Art suggested vanilla ice cream - her favorite food of all time. She said, "yes." After it was placed in her mouth, she said, "yum!"

Tommy didn't find Donna until about nine hours after the stroke. Donna could pronounce the words "terrible" and "horrible" perfectly to describe how it was to be alone so long. Other words weren't perfect, but were understandable. "I want something to drib (drink.) I'm thirstry" or "I want dry. I want dry." All meant she was thirsty. But some words sounded like gibberish.

Donna seemed to enjoy people who visited, but she got the most animated when Art was talking to our daughters on his cell phone. When youngest daughter Katie said "hi" to her grandmother, Donna said, "Hi, honey, how are you, oh sweetheart, goodbye." When Mariya talked, Donna said, "Hello, my little darling, I'm all mixed up, oh, oh, oh, you're sweet, good, gotta go, bye, bye, bye."

Each day we visited brought something different. Some days, Donna was quite perky and seemed to make progress. Others, she was lethargic and unresponsive. It was an emotional roller-coaster for her and all of us. But it was also a learning experience.

A rehabilitation specialist came by the hospital one evening and explained what typically happens with stroke victims. He said first the leg, then the arm, then the speech come back - sort of similar to how a toddler's brain works. He talked about Donna's speech/comprehension problems and how those take longer to resolve and may not come back totally. He also discussed a condition called "homonymous hemianopsia," where a person sees only one-half the normal field of vision. In Donna's case, the effect is like covering the right half of both eyes. To illustrate, he put the words "close your eyes" on the dry-erase board in the hospital room and said that to a person affected with this condition, the words look like "clo you yes."

He said he thought Donna was making remarkable progress, adding that it typically takes three to six months to recover from a stroke and the earlier the person makes progress, the better the chances of recovery.

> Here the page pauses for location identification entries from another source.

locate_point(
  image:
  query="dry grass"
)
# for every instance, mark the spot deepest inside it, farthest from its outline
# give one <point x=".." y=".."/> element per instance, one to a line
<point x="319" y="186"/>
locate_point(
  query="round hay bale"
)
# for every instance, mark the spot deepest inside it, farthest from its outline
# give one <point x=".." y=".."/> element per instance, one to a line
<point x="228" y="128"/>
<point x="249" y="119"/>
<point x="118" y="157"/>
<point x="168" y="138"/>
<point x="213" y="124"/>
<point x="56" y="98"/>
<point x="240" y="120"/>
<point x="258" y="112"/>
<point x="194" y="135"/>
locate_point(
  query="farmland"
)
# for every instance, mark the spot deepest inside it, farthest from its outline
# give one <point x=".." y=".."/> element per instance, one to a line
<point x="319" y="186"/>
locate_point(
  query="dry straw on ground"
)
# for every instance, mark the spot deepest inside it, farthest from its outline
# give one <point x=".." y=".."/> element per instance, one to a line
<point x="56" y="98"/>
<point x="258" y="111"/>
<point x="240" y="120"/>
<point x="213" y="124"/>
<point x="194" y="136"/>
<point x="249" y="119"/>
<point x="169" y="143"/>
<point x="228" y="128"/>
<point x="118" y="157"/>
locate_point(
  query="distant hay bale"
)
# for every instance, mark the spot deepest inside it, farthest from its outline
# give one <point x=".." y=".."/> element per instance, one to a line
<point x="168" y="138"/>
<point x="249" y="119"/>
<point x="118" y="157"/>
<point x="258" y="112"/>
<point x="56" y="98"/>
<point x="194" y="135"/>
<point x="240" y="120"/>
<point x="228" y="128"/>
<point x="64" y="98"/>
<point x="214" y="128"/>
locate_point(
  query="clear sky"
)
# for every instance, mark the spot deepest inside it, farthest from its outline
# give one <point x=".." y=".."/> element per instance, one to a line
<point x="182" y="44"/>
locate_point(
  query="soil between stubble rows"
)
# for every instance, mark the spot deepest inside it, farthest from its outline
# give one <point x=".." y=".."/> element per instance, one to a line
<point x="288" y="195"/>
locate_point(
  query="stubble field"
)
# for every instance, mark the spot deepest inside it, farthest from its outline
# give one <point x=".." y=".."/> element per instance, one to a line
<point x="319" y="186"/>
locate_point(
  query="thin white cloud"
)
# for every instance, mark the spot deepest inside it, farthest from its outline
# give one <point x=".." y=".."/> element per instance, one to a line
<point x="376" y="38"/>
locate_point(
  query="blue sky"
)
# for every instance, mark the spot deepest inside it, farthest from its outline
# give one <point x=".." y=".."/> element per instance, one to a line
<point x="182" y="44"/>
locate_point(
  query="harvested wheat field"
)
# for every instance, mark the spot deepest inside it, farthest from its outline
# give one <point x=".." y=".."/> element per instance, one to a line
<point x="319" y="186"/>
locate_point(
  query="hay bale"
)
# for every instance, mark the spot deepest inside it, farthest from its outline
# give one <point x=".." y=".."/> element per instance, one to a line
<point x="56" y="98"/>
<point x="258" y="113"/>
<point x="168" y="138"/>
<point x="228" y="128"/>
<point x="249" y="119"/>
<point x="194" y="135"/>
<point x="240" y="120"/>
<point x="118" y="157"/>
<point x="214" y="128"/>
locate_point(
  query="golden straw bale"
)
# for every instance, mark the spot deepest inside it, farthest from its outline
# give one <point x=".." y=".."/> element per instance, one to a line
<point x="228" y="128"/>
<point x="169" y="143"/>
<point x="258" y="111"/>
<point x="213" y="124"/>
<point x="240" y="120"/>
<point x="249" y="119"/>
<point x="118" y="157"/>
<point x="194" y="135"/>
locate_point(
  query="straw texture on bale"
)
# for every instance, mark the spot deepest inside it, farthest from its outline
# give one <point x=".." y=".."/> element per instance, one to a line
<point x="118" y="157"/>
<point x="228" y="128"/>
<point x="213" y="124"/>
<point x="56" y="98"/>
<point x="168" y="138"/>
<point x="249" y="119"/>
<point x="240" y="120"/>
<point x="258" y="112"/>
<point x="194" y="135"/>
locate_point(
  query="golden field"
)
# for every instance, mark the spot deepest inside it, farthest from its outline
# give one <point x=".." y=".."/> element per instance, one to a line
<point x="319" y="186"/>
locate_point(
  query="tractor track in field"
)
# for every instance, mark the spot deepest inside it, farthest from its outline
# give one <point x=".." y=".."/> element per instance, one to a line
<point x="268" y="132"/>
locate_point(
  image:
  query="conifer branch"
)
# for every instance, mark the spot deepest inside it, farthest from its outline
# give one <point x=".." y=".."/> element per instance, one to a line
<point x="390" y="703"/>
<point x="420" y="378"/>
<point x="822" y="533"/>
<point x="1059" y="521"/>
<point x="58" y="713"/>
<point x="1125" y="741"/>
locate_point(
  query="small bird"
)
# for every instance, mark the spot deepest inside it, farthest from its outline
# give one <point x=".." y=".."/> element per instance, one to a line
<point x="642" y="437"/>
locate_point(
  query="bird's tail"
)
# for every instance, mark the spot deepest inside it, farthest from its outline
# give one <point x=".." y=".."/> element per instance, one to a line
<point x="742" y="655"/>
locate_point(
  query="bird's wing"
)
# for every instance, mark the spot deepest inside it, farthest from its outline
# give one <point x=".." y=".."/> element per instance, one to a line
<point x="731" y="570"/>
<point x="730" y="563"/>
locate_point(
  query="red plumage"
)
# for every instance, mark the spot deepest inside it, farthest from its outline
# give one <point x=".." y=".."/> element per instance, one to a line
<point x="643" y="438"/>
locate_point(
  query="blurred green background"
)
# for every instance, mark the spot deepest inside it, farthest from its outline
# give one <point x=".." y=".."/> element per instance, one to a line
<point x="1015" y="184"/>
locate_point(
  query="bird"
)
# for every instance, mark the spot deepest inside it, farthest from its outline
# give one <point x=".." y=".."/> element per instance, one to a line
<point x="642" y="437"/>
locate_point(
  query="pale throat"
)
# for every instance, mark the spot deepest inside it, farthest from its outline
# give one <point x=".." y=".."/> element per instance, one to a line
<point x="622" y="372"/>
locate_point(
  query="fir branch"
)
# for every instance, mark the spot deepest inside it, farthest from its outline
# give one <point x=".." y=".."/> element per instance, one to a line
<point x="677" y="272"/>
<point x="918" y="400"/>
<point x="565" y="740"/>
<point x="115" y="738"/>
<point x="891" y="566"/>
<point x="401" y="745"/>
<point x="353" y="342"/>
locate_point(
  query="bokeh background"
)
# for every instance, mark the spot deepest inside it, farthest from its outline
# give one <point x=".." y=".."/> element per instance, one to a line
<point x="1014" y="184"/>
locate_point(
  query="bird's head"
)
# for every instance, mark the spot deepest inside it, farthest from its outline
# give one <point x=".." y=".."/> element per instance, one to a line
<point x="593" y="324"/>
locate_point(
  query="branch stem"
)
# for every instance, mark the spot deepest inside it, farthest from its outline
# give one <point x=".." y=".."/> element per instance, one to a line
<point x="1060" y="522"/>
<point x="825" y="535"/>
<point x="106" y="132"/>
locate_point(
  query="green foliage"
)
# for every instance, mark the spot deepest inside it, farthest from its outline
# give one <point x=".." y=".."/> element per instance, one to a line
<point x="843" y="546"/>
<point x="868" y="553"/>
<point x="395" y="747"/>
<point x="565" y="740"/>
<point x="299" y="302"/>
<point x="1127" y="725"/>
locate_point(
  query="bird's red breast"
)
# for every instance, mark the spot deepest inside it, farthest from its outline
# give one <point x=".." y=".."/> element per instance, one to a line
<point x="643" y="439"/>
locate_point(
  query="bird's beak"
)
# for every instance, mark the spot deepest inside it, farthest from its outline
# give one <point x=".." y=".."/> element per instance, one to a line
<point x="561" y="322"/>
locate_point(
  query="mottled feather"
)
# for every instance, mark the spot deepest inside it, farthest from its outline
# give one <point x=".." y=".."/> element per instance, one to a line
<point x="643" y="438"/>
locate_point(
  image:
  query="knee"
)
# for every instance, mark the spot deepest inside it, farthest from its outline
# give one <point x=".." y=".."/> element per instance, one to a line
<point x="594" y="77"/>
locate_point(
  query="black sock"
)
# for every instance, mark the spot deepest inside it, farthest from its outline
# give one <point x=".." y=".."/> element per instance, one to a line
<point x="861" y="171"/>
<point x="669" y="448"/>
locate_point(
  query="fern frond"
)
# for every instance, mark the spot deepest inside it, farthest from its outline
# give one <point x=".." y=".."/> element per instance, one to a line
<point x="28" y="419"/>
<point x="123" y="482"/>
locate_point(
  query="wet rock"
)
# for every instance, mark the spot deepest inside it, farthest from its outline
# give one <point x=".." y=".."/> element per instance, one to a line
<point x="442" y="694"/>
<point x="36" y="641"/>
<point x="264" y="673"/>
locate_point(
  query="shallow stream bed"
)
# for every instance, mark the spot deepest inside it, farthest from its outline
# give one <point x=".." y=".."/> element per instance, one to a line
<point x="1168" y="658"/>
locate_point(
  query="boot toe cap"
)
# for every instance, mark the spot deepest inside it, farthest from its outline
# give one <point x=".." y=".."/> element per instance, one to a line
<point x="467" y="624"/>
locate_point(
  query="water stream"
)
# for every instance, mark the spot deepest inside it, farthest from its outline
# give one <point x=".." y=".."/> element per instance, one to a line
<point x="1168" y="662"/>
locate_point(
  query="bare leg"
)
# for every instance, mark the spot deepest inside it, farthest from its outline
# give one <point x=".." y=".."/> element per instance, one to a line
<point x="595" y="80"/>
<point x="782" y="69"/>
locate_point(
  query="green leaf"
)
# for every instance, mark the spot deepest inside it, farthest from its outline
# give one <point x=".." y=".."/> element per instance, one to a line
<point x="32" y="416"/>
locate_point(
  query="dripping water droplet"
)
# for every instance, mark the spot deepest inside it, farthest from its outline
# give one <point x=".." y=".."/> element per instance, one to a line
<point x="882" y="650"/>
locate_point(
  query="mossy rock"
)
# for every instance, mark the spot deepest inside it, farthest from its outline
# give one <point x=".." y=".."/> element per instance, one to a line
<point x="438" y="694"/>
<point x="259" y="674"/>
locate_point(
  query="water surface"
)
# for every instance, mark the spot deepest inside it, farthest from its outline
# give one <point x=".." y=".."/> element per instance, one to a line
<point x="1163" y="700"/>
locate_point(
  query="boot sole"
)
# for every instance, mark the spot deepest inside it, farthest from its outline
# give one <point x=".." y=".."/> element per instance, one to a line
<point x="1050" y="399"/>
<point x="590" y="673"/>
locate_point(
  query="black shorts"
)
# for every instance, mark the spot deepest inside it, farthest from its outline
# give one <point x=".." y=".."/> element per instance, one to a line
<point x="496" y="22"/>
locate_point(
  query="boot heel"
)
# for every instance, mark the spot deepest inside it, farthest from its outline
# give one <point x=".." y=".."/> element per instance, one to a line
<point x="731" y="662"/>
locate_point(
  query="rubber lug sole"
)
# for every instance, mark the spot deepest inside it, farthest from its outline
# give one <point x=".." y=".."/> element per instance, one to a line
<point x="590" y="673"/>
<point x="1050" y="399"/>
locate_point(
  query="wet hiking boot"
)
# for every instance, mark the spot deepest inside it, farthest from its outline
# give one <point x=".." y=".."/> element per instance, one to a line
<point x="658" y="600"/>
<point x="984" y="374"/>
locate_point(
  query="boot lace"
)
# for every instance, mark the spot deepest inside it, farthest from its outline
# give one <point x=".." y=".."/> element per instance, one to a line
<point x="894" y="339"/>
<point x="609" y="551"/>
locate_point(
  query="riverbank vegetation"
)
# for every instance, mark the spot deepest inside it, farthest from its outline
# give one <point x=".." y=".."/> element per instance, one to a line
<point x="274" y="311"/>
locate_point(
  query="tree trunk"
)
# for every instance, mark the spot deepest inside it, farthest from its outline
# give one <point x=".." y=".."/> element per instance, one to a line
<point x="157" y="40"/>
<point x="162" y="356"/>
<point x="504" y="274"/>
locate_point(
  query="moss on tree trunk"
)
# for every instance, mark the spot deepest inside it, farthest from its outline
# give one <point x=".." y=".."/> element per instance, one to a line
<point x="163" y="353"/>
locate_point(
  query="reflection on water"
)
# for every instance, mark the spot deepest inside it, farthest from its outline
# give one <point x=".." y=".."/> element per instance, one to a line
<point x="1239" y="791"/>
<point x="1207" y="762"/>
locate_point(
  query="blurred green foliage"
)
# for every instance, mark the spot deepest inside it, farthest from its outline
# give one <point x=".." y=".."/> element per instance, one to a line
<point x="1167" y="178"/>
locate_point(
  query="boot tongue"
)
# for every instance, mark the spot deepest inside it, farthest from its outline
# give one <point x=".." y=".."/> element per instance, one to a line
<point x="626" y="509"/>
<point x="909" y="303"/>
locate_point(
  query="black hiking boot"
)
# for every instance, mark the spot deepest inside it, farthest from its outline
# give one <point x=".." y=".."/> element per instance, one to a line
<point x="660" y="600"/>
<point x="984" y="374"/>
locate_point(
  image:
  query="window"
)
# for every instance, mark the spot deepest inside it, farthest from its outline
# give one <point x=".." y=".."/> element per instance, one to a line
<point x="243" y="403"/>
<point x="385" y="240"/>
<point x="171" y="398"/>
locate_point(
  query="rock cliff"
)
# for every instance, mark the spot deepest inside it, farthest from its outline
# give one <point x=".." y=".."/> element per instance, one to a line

Two days later, we got Donna comfortably settled into a nursing home - one of the nicest I've ever seen. The atmosphere was homey, warm and interesting - not like so many homes that seem institutional, cold and boring. On her first day, the staff had Donna dressed from head to toe and wheeled her into the cozy dining room for meals. We took Donna on a "tour" of the facilities - past the fountain, the aviary filled with finches, the beautiful artwork on the walls. She seemed interested.

Since we returned home, Tommy has reported he's taken Donna on several tours of the home, she's been given the green light to eat regular foods and she's beginning to use sentences.

We are cautiously optimistic, but also realistic. After all, Donna is 98. We have no idea how far she'll come back, but she has always been feisty, strong, stubborn and independent. She will do this her way, but we're all on this ride together - taking it one day at a time.